Baru saja Chandra selesai berkata seperti itu, dari arah belakang Raya menghampiri mereka, lalu berkata, “Karena dia yang mengancam gua.” membuat Bian dan Chandra terkejut.
“Aduh, lu buat gua jantungan aja.” keluh Bian.
“Maaf.” ucap Raya.
“Apa maksudmu mengancam lu?” tanya Chandra.
“Sebenarnya gua itu adalah incaran pembunuhannya.” jawab Raya, membuat Chandra dam Bian terkejut.
“Kapan itu?” tanya Chandra.
“Sesudah pembunuhan Gerald dan beberapa hari sebelum pembunuhan Arsyad. Dia mengancamku untuk berkerjasama dengannya. Kalau gua tidak mau, nyawa gua akan hilang. Gua yang ketakutan saat itu, menyetujuinya. Maaf, harusnya gia lebih pintar lagi.” kata Raya merasa menyesal.
“Itu bukan semuanya kesalahanmu. Lu hanya mencoba melindungi dirimu sendiri.” kata Bian mencoba menyemangati Raya.
“Tapi tetap saja, itu juga salah lu.” sengit Chandra.
“Hei! Jangan begitu dong. Kasian Raya.” kata Biyan.
“Dia harusnya dia lebih pintar dikit dong. Setelah nyawamu dibilang aman, lu seharusnya balik menyerang. Entah dengan meracuninya, membunuhnya, atau bahkan mengancamnya juga seperti yang dilakukan kepadamu. Harusnya lu berpikir seperti itu.
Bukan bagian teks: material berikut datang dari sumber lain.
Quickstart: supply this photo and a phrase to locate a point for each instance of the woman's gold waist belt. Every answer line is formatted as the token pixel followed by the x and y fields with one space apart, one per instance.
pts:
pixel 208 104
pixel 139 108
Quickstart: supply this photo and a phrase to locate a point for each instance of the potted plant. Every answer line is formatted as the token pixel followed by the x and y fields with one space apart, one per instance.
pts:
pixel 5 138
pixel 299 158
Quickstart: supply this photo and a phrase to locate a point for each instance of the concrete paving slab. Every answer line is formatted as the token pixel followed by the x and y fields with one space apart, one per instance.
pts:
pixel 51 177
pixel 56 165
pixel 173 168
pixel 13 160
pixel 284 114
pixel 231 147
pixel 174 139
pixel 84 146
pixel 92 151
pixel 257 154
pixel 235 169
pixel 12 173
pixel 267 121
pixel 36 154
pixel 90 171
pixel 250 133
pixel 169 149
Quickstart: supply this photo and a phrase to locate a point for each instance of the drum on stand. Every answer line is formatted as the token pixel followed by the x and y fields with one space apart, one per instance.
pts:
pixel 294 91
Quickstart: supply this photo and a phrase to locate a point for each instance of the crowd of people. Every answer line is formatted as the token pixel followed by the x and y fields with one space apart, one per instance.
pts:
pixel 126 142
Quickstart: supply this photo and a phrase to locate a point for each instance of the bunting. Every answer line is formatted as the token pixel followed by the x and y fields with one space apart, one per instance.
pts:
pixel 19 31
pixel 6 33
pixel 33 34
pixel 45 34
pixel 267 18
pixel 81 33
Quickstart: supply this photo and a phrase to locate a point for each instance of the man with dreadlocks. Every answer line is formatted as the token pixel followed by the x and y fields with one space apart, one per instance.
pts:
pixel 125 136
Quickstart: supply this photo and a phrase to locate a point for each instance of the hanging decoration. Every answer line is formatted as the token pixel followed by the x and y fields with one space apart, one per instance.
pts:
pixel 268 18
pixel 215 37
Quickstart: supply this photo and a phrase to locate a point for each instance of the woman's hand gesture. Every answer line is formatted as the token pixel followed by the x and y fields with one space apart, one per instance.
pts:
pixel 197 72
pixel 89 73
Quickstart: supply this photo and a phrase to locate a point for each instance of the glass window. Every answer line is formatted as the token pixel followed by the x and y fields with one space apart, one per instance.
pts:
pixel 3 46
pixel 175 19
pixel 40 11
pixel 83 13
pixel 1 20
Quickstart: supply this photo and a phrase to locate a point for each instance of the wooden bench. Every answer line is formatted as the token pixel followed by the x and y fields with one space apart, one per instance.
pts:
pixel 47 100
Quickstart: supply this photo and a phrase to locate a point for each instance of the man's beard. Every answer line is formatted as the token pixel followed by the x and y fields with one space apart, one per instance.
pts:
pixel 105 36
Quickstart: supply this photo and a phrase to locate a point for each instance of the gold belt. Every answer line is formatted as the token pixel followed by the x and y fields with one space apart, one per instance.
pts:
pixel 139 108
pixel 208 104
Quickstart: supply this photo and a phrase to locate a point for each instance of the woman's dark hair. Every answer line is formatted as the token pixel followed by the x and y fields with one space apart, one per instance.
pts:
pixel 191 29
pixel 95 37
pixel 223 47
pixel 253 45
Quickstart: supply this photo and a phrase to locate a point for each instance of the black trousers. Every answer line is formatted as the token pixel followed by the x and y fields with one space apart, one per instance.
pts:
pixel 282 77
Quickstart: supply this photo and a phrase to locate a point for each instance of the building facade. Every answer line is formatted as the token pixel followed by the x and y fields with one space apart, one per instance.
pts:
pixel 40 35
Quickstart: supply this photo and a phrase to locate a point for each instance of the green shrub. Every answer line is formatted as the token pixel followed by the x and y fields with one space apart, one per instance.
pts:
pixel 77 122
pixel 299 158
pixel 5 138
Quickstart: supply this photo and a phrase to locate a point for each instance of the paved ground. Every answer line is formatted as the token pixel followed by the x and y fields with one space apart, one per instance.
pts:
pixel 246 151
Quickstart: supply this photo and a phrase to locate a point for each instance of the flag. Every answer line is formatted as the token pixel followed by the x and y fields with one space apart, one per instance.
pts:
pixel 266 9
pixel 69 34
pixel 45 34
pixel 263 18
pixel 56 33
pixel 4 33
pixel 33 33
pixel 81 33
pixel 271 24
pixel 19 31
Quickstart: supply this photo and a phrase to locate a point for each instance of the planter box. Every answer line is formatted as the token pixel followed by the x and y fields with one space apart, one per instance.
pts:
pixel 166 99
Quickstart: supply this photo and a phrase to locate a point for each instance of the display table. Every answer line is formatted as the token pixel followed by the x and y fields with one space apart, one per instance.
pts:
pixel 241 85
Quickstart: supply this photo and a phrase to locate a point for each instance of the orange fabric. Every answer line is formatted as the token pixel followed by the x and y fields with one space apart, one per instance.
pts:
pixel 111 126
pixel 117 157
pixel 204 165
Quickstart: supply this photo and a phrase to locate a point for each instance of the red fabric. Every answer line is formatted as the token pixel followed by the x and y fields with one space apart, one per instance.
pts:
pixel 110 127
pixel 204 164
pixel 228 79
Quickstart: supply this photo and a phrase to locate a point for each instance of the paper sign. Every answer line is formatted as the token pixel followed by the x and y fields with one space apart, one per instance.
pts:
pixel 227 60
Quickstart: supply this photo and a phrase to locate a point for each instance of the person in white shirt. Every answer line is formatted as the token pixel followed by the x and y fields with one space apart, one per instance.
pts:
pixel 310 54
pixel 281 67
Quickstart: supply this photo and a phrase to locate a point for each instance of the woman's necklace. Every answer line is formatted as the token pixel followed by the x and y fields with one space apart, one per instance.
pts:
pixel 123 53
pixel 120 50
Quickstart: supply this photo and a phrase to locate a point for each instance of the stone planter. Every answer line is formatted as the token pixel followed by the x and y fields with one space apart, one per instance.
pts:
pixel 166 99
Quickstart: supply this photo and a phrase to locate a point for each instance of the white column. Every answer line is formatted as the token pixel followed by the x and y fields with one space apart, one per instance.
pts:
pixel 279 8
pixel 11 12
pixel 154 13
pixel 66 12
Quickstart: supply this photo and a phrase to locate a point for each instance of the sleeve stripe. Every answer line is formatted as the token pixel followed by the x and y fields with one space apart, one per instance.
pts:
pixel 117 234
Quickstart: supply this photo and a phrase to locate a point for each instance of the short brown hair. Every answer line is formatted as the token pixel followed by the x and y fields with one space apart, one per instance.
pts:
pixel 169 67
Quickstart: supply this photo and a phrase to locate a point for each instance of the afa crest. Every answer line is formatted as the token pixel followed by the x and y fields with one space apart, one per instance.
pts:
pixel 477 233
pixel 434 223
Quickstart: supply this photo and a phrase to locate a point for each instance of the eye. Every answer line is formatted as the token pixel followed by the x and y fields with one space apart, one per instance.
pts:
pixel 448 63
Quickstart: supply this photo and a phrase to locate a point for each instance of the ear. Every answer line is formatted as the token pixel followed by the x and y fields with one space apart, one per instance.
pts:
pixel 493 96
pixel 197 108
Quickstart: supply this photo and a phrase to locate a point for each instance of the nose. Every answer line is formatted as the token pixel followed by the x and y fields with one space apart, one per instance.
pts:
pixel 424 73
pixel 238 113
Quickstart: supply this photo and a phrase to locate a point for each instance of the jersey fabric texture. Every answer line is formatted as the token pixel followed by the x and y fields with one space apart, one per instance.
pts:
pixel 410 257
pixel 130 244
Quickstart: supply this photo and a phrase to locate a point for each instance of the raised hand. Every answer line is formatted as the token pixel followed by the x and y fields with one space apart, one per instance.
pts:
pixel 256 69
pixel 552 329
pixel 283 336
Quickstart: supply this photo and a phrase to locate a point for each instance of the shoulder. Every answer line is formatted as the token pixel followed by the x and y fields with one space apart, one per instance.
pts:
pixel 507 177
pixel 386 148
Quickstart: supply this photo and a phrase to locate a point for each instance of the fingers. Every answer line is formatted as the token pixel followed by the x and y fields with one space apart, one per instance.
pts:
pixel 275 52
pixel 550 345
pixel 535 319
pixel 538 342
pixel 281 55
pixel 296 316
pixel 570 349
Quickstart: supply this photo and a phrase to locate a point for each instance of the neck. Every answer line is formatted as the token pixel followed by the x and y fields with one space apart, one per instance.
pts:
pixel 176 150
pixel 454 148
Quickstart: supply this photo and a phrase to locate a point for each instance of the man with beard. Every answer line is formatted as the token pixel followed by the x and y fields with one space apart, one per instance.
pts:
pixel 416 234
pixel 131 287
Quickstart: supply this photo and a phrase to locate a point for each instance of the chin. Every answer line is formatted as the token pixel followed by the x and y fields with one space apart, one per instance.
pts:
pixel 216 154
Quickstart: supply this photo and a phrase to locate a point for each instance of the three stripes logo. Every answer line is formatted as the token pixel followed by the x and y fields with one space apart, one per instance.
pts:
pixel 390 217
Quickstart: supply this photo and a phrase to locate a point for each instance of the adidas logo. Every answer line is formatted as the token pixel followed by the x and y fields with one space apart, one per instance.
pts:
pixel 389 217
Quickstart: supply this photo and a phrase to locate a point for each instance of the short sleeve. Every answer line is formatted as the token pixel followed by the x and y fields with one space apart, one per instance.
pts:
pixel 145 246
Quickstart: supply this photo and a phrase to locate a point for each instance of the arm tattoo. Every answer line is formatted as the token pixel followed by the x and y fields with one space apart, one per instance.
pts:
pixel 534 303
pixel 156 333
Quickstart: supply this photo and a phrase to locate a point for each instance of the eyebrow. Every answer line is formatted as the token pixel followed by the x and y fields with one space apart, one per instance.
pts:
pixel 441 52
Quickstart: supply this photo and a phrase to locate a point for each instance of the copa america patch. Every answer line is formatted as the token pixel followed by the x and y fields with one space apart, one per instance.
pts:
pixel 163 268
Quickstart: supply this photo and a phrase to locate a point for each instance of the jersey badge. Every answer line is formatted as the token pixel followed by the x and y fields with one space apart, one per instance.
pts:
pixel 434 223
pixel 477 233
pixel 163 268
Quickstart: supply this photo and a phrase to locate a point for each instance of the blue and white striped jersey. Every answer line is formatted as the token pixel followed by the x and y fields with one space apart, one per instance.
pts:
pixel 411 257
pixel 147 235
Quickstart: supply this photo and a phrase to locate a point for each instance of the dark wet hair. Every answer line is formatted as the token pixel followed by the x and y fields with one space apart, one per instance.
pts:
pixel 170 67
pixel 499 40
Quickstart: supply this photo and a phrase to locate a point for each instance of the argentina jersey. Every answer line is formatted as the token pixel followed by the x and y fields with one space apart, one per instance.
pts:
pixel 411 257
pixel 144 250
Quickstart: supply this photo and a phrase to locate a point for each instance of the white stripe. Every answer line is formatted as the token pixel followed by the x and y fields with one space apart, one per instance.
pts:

Kenapa lu malah yang mengikuti arus dan terus membantunya dalam pembunuhan?” tanya Chandra. Raya tidak bisa berkata-kata. Ia memalingkan wajahnya dan menyembunyikan rasa malunya. “Apa dia juga mengancamu saat lu membantah?” tanya Chandra lagi.
“Ti-tidak.” jawab Raya.
“Tuh kan!” seru Chandra.
“Woi! Udah napa. Kasih dia.” kata Bian kembali membela Raya.
Chandra menggelengkan kepalanya lalu berkata, “Ya terserahlah. Tapi kalau gua menjadi lu, gua akan menyesal sampai setengah mati karena mereka mengikutinya sampai akhir dan bukan malah berhenti,” Chandra menghela nafas lalu sekali lagi berkata, “Gua tidak tahu harus berkata apa lagi.”
Lalu karena keadaan terasa cukup canggung, Bian melihat jam dinding di kelasnya.
“Eh, sudah jam segini. Ayo kita pulang saja.”musul Bian untuk mengakhiri rasa canggung antaranya, Raya dengan Chandra. Chandra pun hanya mengangguk lalu ia mengambil tasnya dan tanpa menunggu Bian ataupun Bian, keluar begitu saja.
“Bodoh!” batin Chandra di dalam hati setelah meninggalkan kelas.